Tingkatkan Aktivasi IKD, Disdukcapil Lakukan Jemput Bola



MADIUN- Dinas Kependudukan dan Pencatatan Sipil (Disdukcapil) Kota Madiun terus berinovasi dalam memberikan kemudahan layanan kepada masyarakat. Salah satu upaya terbarunya adalah dengan turun langsung ke lingkungan RW untuk memberikan pelayanan administrasi kependudukan secara jemput bola.


Kepala Disdukcapil Kota Madiun, Agus Triyono, Mengungkapkan bahwa langkah ini diambil berdasarkan hasil evaluasi atas capaian Identitas Kependudukan Digital (IKD) ketika pelayanan hanya dilakukan di kantor kelurahan.


"Berdasarkan analisa dari hasil capaian IKD masyarakat lebih senang jika pelayanan dekat dengan tempat tinggal mereka," jelasnya.


Melalui pendekatan ini, masyarakat tidak hanya dapat mengakses layanan aktivasi IKD, namun juga bisa melakukan update elemen data Kartu Keluarga (KK), KTP, serta pengajuan Kartu Identitas Anak (KIA). Disdukcapil melibatkan berbagai bidang, termasuk bagian Dafduk dalam pelayanan keliling ini.


Agus menjelaskan, secara teknis mekanisme pelayanan sama seperti di kantor. Perbedaannya, pihak Disdukcapil menyurati setiap ketua RW yang menjadi target layanan, dilengkapi dengan daftar nama-nama warga yang akan dilayani.


"Tujuan kami adalah memudahkan masyarakat dalam mengakses layanan Adminduk secara langsung di lingkungan mereka," imbuhnya.


Program pelayanan jemput bola ini, menargetkan seluruh RW di Kota Madiun. Harapannya, cakupan aktivasi IKD dapat meningkat signifikan dan masyarakat semakin familier menggunakan identitas digital.


Disdukcapil Kota Madiun menargetkan capaian aktivasi IKD bisa memenuhi target nasional.

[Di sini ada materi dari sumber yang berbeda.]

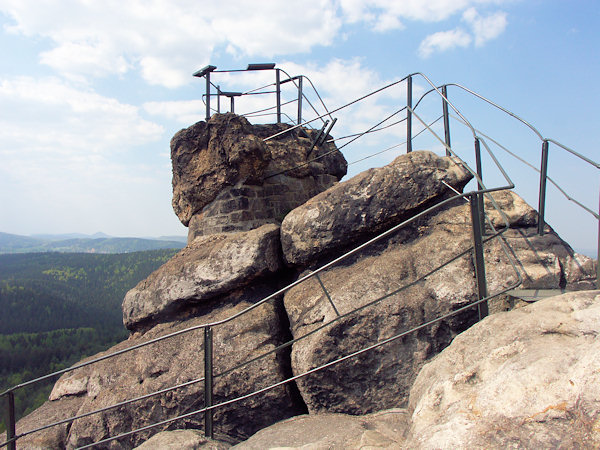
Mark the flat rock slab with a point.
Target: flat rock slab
(168, 363)
(182, 440)
(208, 267)
(408, 276)
(528, 378)
(333, 431)
(368, 203)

Saat ini, berdasarkan evaluasi Dirjen Dukcapil akhir tahun 2024, Kota Madiun berada di peringkat ke-6 secara nasional untuk capaian IKD. Per akhir Juni 2025, capaian IKD Kota Madiun telah mencapai 31,64%.

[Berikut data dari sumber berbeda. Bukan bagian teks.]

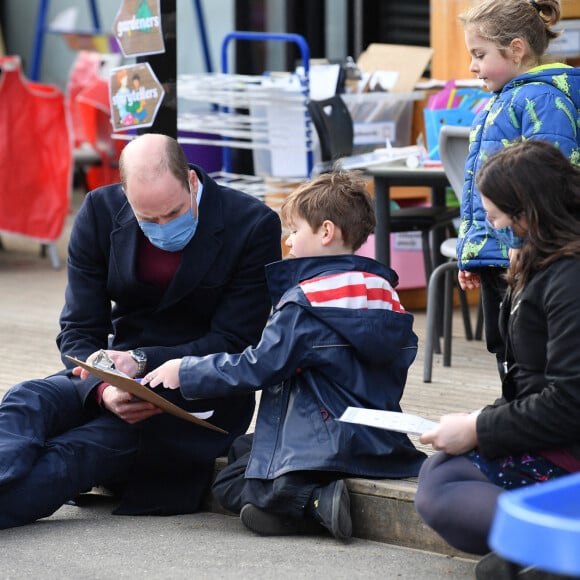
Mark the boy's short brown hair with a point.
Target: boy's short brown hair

Meski begitu, Agus tak menampik adanya beberapa kendala di lapangan, seperti jaringan internet yang belum merata, kesenjangan digital, hingga perangkat warga yang belum mendukung aplikasi IKD. Waktu dan keberadaan warga yang diundang juga menjadi tantangan tersendiri.

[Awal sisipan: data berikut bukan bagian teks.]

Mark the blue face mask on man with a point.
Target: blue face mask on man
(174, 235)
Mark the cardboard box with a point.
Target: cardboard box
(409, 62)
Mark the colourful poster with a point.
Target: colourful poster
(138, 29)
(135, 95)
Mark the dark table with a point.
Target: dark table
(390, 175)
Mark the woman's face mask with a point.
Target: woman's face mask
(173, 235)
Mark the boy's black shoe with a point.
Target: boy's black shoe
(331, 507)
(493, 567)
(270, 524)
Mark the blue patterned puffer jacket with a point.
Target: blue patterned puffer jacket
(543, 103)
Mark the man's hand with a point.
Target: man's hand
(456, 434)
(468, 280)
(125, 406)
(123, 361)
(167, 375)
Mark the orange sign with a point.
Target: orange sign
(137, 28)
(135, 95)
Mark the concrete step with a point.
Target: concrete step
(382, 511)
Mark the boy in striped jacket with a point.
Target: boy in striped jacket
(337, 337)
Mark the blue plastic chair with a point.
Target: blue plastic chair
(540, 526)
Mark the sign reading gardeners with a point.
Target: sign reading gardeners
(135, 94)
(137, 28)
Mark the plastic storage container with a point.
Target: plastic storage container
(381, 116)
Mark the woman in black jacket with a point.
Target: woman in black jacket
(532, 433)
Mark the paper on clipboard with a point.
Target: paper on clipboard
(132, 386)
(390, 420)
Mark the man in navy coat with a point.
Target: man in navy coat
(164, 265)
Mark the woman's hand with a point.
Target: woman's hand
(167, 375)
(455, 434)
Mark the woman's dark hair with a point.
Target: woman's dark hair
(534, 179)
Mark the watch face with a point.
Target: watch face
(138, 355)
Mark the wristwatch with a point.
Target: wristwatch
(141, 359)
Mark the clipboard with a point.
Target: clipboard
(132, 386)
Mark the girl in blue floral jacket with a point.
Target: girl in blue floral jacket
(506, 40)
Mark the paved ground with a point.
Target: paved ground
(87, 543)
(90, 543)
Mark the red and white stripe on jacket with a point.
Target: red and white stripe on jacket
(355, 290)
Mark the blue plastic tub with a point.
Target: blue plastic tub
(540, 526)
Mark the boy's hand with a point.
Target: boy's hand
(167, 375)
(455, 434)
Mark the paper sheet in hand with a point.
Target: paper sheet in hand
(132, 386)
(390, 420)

Berdasarkan data update disdukcapil per Juni 2025, Sudah teraktivasi 48.350 dari 151.580. Dari data tersebut, target nasional IKD sudah terpenuhi


"Program ini akan terus berjalan hingga akhir tahun 2025, menyesuaikan dengan target nasional yang telah ditetapkan," pungkasnya.


Melalui program ini, Disdukcapil Kota Madiun berharap pelayanan administrasi kependudukan semakin mudah diakses dan mampu meningkatkan kesadaran serta partisipasi masyarakat terhadap digitalisasi dokumen kependudukan.